Human Ecology Education



The education that prevents human failure . . .
The Whole Human Ecology Idea
Recently, and finally, America has realized that what you learn before you start school casts the dye for your whole life, and how you approach the world around you. Your cultural intelligence is set by age nine, and, if your experiences at home, family, and school were not the best, by the time you reach high school, your views of your life and environment have become difficult to change. The key to Human Ecology education is to give people all the information and help they need, early on, so they can understand how to make informed decisions and manage their lives. That management task scales up for everyone as students mature and face more complex social systems and more intricate and often biased interactions at home and at work. Human Ecology is understanding the relationship between you and the natural, social, and built environments of life.

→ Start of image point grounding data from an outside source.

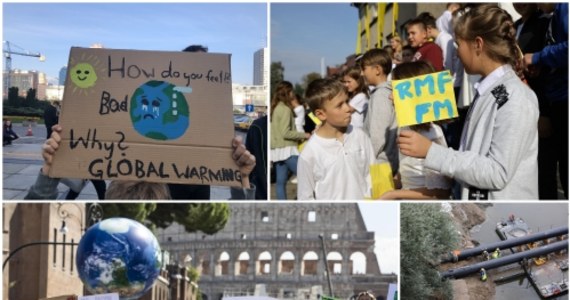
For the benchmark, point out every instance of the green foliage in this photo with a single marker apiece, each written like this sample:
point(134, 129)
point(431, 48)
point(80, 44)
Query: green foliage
point(208, 218)
point(205, 217)
point(277, 75)
point(130, 210)
point(426, 232)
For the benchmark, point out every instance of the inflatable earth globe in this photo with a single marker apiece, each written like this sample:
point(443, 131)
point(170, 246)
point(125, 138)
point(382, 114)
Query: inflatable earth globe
point(118, 255)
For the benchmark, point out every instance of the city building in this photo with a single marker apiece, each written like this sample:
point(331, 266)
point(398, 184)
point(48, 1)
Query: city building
point(54, 92)
point(25, 80)
point(40, 271)
point(261, 67)
point(276, 250)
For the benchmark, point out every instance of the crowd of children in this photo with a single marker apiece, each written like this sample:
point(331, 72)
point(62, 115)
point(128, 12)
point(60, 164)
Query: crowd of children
point(494, 155)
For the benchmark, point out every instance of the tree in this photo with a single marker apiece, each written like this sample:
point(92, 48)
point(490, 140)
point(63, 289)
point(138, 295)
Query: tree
point(277, 75)
point(426, 232)
point(308, 78)
point(208, 218)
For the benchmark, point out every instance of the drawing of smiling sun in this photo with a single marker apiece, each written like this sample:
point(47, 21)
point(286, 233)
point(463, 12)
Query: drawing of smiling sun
point(83, 74)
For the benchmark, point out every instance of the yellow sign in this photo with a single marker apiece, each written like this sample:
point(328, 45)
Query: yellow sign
point(382, 180)
point(424, 98)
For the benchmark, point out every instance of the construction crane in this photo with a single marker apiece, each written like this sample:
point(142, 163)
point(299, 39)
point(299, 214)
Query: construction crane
point(12, 49)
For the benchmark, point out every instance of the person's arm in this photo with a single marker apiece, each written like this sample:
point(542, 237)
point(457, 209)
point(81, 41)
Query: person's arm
point(379, 120)
point(244, 159)
point(243, 193)
point(511, 140)
point(305, 180)
point(419, 194)
point(552, 56)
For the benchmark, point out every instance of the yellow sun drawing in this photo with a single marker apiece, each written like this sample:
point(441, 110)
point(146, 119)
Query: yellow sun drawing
point(83, 74)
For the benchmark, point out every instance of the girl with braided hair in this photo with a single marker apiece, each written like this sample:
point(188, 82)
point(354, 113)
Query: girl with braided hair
point(497, 157)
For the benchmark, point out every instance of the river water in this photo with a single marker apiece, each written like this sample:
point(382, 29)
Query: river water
point(539, 217)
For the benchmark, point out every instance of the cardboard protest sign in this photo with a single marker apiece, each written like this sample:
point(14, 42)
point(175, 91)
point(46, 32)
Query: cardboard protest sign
point(147, 115)
point(423, 99)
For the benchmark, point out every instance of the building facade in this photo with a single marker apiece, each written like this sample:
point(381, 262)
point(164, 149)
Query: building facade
point(25, 80)
point(261, 67)
point(41, 271)
point(276, 250)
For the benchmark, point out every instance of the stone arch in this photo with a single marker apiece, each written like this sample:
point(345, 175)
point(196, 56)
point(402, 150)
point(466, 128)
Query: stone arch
point(203, 264)
point(242, 263)
point(187, 259)
point(286, 263)
point(264, 263)
point(334, 262)
point(222, 264)
point(358, 263)
point(310, 263)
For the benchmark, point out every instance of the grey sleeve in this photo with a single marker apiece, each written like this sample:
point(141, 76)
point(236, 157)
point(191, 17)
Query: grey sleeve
point(45, 188)
point(243, 193)
point(511, 139)
point(382, 129)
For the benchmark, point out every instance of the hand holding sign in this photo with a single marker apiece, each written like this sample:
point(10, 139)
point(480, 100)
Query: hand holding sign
point(413, 144)
point(424, 98)
point(147, 115)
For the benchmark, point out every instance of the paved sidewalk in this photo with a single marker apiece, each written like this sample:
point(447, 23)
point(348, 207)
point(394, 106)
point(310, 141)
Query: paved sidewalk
point(22, 161)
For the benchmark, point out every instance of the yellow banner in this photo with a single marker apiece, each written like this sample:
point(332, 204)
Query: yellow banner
point(382, 180)
point(425, 98)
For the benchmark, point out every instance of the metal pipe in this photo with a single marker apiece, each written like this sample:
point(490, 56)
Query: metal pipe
point(501, 261)
point(457, 255)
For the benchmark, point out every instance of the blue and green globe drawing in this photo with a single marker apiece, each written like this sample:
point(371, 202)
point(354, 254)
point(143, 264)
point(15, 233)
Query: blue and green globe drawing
point(159, 111)
point(118, 255)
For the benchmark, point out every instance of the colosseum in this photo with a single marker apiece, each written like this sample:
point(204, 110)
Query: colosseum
point(276, 250)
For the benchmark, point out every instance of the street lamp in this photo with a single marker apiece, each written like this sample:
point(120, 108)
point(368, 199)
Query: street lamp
point(94, 214)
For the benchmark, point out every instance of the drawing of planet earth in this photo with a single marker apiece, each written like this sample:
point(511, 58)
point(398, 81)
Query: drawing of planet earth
point(158, 111)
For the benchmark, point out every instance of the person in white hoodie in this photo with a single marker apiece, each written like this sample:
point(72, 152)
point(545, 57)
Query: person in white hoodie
point(497, 158)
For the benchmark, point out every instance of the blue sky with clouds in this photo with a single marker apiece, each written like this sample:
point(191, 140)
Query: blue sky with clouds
point(53, 28)
point(304, 33)
point(383, 218)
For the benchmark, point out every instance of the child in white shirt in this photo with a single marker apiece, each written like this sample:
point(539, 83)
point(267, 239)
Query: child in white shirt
point(335, 163)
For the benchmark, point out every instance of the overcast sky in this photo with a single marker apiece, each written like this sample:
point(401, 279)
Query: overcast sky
point(53, 28)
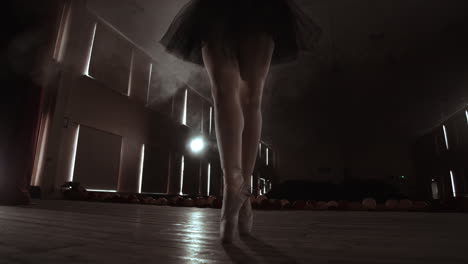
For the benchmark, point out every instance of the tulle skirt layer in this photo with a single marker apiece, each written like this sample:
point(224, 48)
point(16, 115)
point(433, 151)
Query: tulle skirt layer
point(199, 21)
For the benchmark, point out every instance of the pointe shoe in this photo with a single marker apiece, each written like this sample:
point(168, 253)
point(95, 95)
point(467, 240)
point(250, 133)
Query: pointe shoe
point(246, 218)
point(234, 195)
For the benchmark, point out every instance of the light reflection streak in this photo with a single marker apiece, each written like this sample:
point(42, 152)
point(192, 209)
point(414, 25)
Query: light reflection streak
point(196, 234)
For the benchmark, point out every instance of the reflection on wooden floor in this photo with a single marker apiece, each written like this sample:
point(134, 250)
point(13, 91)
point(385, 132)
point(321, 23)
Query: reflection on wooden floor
point(87, 232)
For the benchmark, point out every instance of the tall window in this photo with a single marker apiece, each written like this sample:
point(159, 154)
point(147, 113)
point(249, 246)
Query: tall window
point(181, 175)
point(184, 113)
point(90, 50)
point(211, 119)
point(445, 136)
point(453, 184)
point(208, 180)
point(140, 173)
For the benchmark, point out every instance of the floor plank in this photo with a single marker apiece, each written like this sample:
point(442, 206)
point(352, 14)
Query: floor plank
point(57, 231)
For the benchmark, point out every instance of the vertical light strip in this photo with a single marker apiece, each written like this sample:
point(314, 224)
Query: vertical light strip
point(453, 184)
point(211, 119)
point(445, 135)
point(209, 179)
point(181, 175)
point(130, 76)
point(251, 183)
point(140, 173)
point(90, 51)
point(62, 34)
point(42, 142)
point(73, 157)
point(149, 83)
point(184, 115)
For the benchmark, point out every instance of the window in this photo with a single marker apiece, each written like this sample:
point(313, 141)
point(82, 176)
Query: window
point(181, 175)
point(211, 119)
point(140, 173)
point(184, 112)
point(208, 181)
point(445, 136)
point(90, 50)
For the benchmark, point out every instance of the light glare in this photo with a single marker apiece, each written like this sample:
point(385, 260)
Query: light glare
point(197, 145)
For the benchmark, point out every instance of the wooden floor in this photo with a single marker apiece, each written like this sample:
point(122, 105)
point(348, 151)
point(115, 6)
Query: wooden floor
point(90, 232)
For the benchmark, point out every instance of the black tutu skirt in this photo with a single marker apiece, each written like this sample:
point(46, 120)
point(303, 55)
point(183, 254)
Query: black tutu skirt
point(290, 28)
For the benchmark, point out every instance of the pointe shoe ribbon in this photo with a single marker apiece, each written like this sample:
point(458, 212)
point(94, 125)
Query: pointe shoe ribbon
point(234, 195)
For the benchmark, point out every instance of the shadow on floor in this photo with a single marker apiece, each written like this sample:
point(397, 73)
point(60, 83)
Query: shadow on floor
point(263, 252)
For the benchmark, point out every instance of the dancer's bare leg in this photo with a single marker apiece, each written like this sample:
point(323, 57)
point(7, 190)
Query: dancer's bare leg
point(255, 53)
point(223, 72)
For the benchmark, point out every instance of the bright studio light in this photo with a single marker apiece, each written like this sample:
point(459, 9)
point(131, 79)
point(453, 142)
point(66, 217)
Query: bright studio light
point(197, 144)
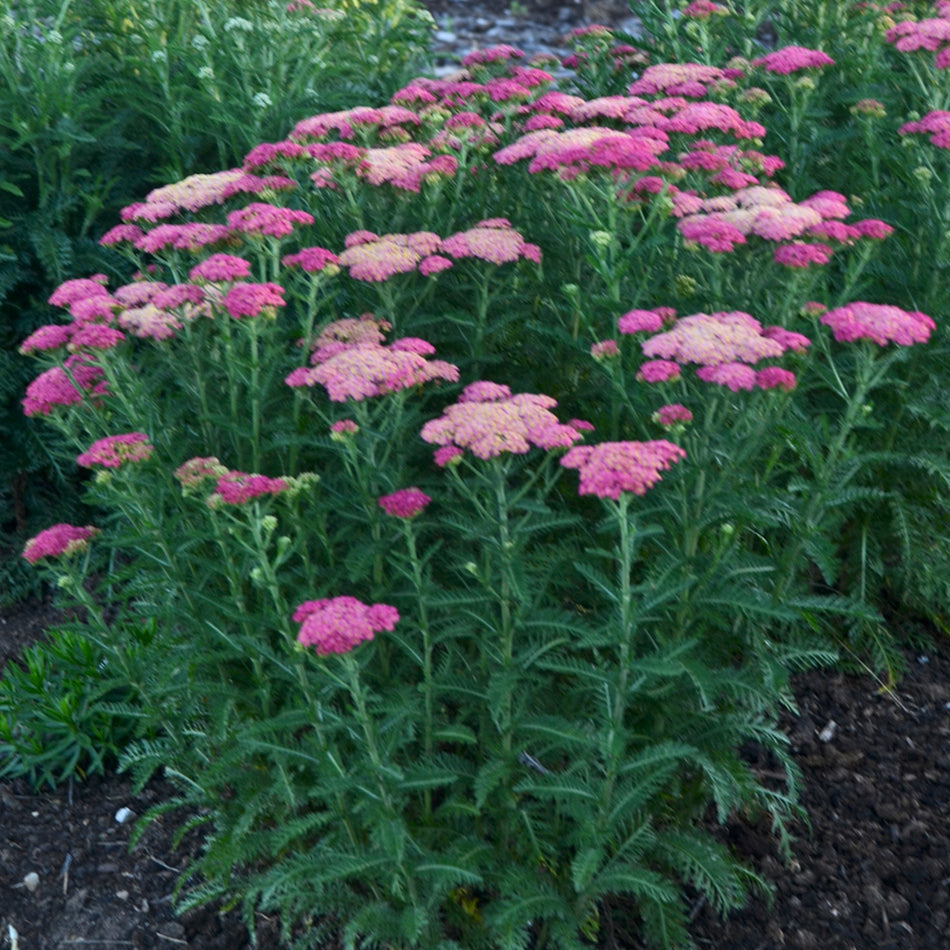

Signs of human failure are all around us now, food insecurity, more homeless people, shortened lifespans, youth suicides, bankruptcies, chronic poor health, obesity and more. They are all related, and are the fallout of the missing education to understand, navigate, and plan a healthy life. The mistaken assumption has been that professional education will solve the problem. That thinking has made career prep a priority in schools for decades; yet human failures grow. We have learned, unfortunately, that it is not all about money, and careers can change fast or disappear. Human problems have become more acute as social and natural environments change too rapidly and become too complex for too many people, including children, to understand and adapt, yet it is too late once they are adults; the damage is done. This social decline is why Human Ecology programs have now become the critical missing element in most schools. Empowering people with the life knowledge and skills prevents the decisions that lead to human failure and enable young people to anticipate and participate in change as it occurs in their lives.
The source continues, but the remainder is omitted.